OPHELIA A Girl without a Will of Her Own
In Shakespeare Hamlet Ophelia has hardly any will of her own. Hamlet dominates the play and overshadows nearly all the characters in it, especially the woman he professes to love. She has been brought up in complete obedience to her father, and is always ready to obey him without any questioning. For wit, common sense, she cannot compete with Shakespeare’s great heroines; but she was not intended to do. Mostly time, she reveals her inmost thoughts in a kind of crazy logic.
Ophelia’s submissiveness becomes evident when she first appears in the play. Her brother Laertes tells her that Hamlet’s apparent love for her is merely lust and that she should be on her guard against it. She readily agrees to do so. When he has gone and her lather speaks to her on the same subject, she puts up a feeble resistance which collapses in an instant. When her father expressly forbids her to see Hamlet again, she yields without any struggle.
Her Madness and Her Death by Drowning
Ophelia’s great dramatic moment is her appearance in disordered garments with garlands of flowers about her (Act IV, Scene v). She has gone crazy. The sadness of her disappointment is conveyed in the the rhymes she sings. The theme of these rhymes is that of a girl forsaken by her lover, through either unfaithfulness or death. Her thoughts run on to the death of her murdered father, and she thinks for a moment of what her brother might do to avenge the murder. She leaves, and when she re-appears later in the same scene, she brings with her flowers which she distributes in kinds* according to the language of flowers which she remembers from folklore.

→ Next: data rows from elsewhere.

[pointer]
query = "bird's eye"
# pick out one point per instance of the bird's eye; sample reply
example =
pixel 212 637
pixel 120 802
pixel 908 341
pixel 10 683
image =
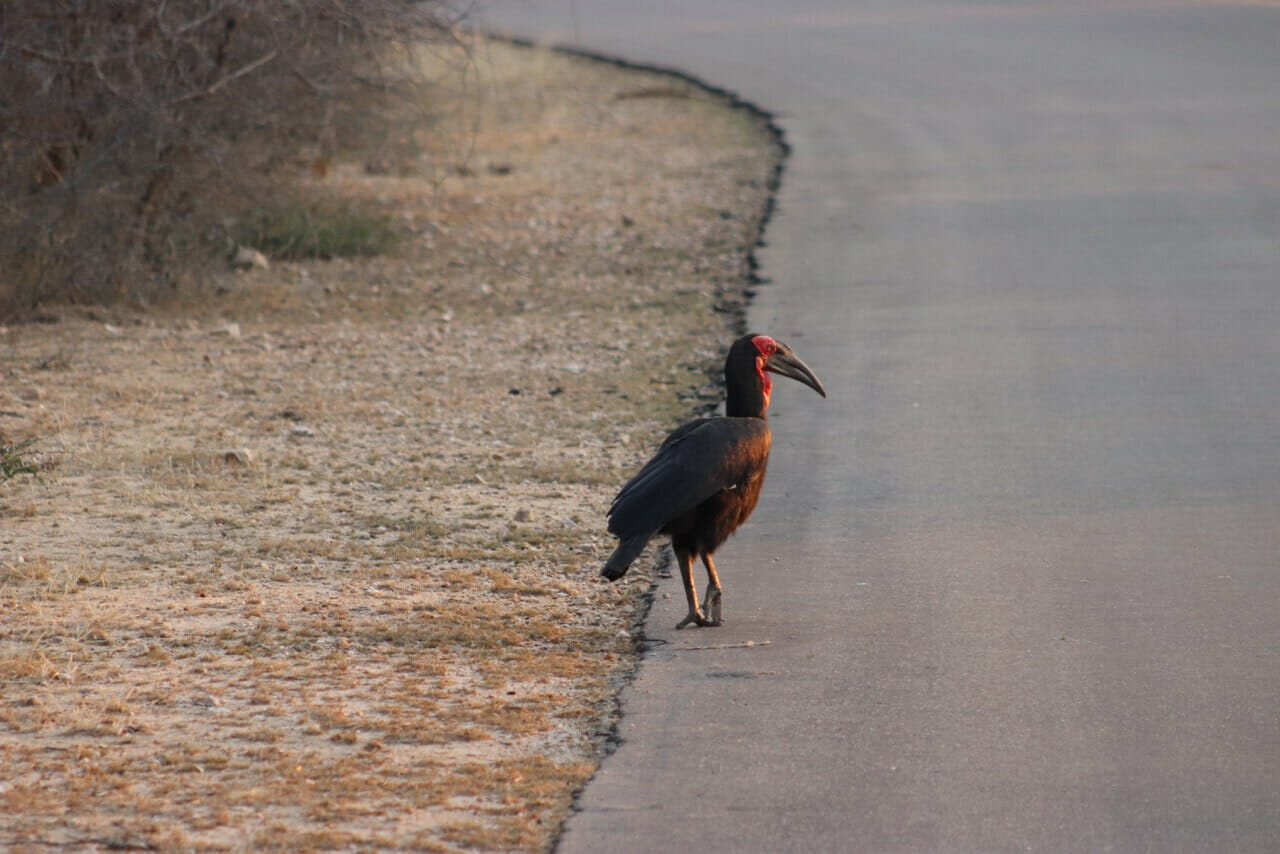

She leaves with a prayer for all Christian souls, and later (Act IV, Scene vii) we hear the Queen giving a pathetic account of her death by drowning.
A Martyr’s Death
She certainly loved Hamlet and, weak and clinging as she is, she looked to him as a support to herself in married life. Frustrated in her love, her state of mind is aggravated by the murder of her father. Bereft of any support in life, she goes mad and dies a martyr to her love for Hamlet and her devotion to her father.
A Guide To Shakespeare Hamlet Best Analysis of Ophelia At Any Age
Bradley, tells us, that a large number of readers feel a kind of complex against her because they are unable to forgive her for not having been a heroine. Such readers think that Ophelia ought to have been able to help Hamlet to fulfill his task.If Ophelia had been an Imogen, a Cordelia, a Portia or a Juliet, the story must have taken another shape. Ophelia, therefore, was depicted as a character who could not help Hamlet.In the delineation of Ophelia’s character, Shakespeare introduces an element, not of profound tragedy, but of pathetic beauty.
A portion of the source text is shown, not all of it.